For Jarrod, his Star Wars obsessions began just as it did for most, with a trip to the movies. In 1977, 4-year-old Jarrod took his seat alongside his mother in a Hartford, Wisconsin theater, and soon found himself transported to Tatooine and beyond.
“I came out of there, and my mind was racing,” Jarrod says. “I wanted to get my hands on what I’d just experienced.” Unfortunately, Kenner, who had been awarded the licensing for Star Wars toys, would need a full year to create them.
“We had to keep the story alive in our own way,” Jarrod explains, which for him meant enlisting the help of his brother and their neighborhood friends, all of whom reached for their lightsabers (read: backyard sticks) and embarked upon one adventure after another to save The Galactic Republic.
But by the mid-1980s, it seemed The Galactic Republic had been saved for the last time — at least as the films were concerned. Return of the Jedi was released in 1983, and there were no new films on the horizon.
As a result, Star Wars toys began falling out of favor, replaced by new toys with a bit more relevancy. Enter a platoon of G.I. Joe’s and Cabbage Patch Kids and Transformers — one must-have toy after another, all of which left Star Wars toys moving at the speed of Han Solo trapped in carbonite. Even Jarrod lost interest; he’d simply aged out of the carefree days of playing with toys.
But in 1991, shortly from graduating from high school, the force awakened within him yet again. One day he stumbled upon a buy-and-sell publication for antique toys, including an array of requests for Star Wars toys.
“A light just went off in my head,” Jarrod says. “My childhood toys had secondary market value.”
And so began one man’s quest to collect the Star Wars Kenner toys in full, right on down to the very last droid. The journey was long, and required more than a little horse trading, and internet sleuthing, and second-guessing, but in the end, Jarrod completed his collection — the only one of its kind anywhere in the world.
Through December 31, those of us in the Chippewa Valley can now bear witness to the fruits of Jarrod’s 30-year labor. A labor — and exhibit — that’s about far more than toys.
“We trivialize things when we say, ‘Oh, that’s just a toy,’” Jarrod says. In doing so, we overlook their unspoken power. Toys, after all, are our story starters, and our time machines, and the rocket fuel for our imaginations. They teach us how to play nice with others, how to make our own fun, and how to dream far bigger than the biggest movie screen.
“They connect us to each other, and they connect us to our past,” Jarrod says.
Peering around the room, I weigh my next words carefully.

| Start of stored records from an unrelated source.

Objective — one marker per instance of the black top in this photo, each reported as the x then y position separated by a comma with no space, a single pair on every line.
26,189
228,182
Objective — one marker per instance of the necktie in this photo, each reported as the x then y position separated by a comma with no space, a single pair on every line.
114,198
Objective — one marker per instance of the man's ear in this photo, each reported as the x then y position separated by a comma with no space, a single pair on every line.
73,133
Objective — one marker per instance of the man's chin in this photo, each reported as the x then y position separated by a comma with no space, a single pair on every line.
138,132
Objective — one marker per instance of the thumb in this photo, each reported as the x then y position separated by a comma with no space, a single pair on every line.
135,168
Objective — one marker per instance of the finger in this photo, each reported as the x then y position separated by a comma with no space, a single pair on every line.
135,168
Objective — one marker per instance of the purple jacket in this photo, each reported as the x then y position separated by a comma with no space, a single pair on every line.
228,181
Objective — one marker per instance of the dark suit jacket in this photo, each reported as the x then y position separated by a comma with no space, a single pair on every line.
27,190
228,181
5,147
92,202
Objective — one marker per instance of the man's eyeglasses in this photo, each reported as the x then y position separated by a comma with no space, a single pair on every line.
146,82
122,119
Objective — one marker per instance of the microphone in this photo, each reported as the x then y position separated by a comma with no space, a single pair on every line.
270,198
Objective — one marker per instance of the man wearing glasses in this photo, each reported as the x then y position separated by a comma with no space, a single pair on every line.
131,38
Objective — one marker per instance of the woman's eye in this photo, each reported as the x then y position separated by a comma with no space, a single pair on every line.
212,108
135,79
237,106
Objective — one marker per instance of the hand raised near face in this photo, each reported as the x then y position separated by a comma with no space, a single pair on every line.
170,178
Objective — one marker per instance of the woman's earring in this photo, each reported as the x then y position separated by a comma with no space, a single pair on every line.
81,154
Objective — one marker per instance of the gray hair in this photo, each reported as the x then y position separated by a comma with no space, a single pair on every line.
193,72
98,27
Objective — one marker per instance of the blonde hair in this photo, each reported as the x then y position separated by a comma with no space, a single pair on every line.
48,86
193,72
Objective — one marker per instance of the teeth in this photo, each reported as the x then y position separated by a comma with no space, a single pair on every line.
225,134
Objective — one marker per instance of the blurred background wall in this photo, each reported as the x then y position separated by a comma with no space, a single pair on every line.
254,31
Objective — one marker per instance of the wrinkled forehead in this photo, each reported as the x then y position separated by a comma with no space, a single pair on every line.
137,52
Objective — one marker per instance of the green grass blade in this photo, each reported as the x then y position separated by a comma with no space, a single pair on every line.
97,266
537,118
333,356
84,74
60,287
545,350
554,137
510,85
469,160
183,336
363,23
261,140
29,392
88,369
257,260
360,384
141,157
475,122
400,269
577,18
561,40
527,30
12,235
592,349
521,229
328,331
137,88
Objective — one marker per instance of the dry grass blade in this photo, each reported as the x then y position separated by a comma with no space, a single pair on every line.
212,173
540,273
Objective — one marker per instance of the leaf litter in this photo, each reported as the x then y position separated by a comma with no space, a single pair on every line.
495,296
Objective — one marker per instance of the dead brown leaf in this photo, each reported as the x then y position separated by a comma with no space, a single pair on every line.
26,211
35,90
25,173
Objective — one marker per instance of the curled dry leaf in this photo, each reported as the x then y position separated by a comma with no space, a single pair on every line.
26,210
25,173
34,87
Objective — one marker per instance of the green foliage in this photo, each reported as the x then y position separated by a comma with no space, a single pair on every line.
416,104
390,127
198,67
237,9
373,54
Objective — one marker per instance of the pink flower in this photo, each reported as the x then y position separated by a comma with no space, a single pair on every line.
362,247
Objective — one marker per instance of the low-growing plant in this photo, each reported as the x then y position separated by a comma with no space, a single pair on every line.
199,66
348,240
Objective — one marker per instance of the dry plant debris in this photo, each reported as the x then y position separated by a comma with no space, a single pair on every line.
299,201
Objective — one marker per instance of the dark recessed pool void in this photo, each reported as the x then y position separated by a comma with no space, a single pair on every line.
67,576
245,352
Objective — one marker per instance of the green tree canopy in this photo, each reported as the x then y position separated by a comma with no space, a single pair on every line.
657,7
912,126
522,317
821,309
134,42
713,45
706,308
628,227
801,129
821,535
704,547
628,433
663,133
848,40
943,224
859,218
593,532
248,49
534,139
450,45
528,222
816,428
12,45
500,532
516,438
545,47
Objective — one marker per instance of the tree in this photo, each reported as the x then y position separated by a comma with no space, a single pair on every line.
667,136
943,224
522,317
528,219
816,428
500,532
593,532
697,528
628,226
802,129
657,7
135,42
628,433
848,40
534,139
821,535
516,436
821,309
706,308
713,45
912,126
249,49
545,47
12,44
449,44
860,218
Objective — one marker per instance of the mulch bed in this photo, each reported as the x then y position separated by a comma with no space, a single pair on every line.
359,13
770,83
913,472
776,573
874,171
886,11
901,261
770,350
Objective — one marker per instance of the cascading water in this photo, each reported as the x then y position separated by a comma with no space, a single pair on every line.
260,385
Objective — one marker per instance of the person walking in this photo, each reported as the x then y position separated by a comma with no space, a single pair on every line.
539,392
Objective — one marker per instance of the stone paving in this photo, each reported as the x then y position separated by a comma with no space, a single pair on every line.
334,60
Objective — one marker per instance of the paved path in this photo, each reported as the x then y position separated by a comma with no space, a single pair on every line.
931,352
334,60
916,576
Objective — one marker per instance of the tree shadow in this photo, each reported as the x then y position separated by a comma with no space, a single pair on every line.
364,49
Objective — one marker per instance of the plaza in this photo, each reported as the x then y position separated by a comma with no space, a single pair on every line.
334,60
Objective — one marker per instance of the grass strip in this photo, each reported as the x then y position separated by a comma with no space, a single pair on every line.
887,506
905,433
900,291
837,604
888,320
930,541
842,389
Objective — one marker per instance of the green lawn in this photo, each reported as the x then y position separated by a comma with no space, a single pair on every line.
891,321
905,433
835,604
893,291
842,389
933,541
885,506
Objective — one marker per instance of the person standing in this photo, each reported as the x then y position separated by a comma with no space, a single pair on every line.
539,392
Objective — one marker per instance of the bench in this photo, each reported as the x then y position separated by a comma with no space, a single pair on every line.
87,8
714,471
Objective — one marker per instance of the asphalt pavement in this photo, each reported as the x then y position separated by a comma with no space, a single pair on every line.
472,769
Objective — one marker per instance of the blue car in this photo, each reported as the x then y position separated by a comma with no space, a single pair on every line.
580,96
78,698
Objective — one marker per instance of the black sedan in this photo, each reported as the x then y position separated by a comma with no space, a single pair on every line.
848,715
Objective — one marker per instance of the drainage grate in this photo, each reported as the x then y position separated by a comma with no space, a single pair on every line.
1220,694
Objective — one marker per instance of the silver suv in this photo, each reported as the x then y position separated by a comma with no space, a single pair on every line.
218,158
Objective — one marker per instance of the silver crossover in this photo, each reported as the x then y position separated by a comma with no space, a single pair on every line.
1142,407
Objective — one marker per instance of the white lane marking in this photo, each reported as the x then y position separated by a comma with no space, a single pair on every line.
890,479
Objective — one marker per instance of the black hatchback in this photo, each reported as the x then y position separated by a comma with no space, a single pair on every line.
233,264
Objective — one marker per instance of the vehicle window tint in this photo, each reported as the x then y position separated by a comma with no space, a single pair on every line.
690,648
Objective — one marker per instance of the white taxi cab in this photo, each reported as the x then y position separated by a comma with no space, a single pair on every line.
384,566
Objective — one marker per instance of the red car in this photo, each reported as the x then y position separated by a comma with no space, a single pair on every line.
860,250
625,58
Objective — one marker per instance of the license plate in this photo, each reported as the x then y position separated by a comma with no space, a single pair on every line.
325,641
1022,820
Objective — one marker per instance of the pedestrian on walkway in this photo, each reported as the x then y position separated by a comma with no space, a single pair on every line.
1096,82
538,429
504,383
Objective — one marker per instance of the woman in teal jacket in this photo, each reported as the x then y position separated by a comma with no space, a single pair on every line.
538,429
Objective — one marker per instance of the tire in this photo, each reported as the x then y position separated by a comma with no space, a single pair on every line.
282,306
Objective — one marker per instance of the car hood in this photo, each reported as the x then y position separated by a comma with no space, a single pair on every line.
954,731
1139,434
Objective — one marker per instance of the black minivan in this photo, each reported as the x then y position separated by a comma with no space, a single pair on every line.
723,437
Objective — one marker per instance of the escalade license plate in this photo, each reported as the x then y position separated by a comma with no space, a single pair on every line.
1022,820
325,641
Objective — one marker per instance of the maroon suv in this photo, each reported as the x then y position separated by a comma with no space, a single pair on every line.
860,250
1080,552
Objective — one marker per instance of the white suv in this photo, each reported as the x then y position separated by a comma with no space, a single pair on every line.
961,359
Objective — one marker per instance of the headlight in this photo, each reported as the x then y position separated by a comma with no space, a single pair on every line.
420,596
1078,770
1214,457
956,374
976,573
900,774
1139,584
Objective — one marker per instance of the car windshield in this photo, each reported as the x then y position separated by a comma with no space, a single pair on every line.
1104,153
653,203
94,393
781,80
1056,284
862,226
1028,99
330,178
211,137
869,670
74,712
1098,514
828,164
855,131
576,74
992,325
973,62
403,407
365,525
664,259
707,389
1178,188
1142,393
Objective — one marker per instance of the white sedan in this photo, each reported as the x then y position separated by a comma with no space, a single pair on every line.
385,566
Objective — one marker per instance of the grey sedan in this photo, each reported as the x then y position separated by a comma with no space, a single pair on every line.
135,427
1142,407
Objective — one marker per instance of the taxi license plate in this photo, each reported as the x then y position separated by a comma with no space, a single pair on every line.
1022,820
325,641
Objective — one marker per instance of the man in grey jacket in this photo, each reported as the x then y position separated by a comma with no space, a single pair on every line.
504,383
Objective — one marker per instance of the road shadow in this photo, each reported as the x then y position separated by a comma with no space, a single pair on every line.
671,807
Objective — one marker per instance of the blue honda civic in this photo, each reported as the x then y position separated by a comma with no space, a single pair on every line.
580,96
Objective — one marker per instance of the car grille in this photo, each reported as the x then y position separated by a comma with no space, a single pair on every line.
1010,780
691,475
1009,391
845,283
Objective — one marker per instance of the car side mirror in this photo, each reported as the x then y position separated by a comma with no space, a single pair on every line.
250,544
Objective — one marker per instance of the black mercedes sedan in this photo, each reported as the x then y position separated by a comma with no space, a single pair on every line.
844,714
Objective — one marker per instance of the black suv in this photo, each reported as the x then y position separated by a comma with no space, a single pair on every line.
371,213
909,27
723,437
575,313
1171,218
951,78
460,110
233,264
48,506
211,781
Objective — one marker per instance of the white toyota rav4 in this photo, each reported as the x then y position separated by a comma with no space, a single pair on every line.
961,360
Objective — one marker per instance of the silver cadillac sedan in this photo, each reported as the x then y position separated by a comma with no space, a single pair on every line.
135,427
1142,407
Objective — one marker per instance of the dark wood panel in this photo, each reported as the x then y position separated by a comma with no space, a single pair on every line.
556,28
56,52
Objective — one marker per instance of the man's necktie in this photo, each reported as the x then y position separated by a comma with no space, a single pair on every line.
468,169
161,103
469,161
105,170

“So why does it all matter?”
“Well,” Jarrod smiles, “in the big scheme of things, it doesn’t. But what makes it enjoyable is the way people can connect over something that isn’t controversial. Something happens when people from my generation look at all this,” he says, motioning toward his exhibit. “They’re automatically transported to a happy place from their past. It gives them a little injection of something positive.”
These days, we could all use an injection of something positive. I’ll take every Wookiee, Ewok and Porg I can get. But all the better when that injection of positivity comes from a man whose great joy is bringing joy to others by way of his toys.
“When you see all this, I want it to be like Christmas morning for you again,” Jarrod says. “I want to take people back to that moment when they’ve just assembled everything, and everything’s fresh and clean and complete. That moment before little brothers start losing stuff, or vacuum cleaners start sucking up the pieces. That’s why it’s so important that everything here is complete,” Jarrod tells me.
In completing the collection, we complete the memory, too.
Right on down to the very last droid.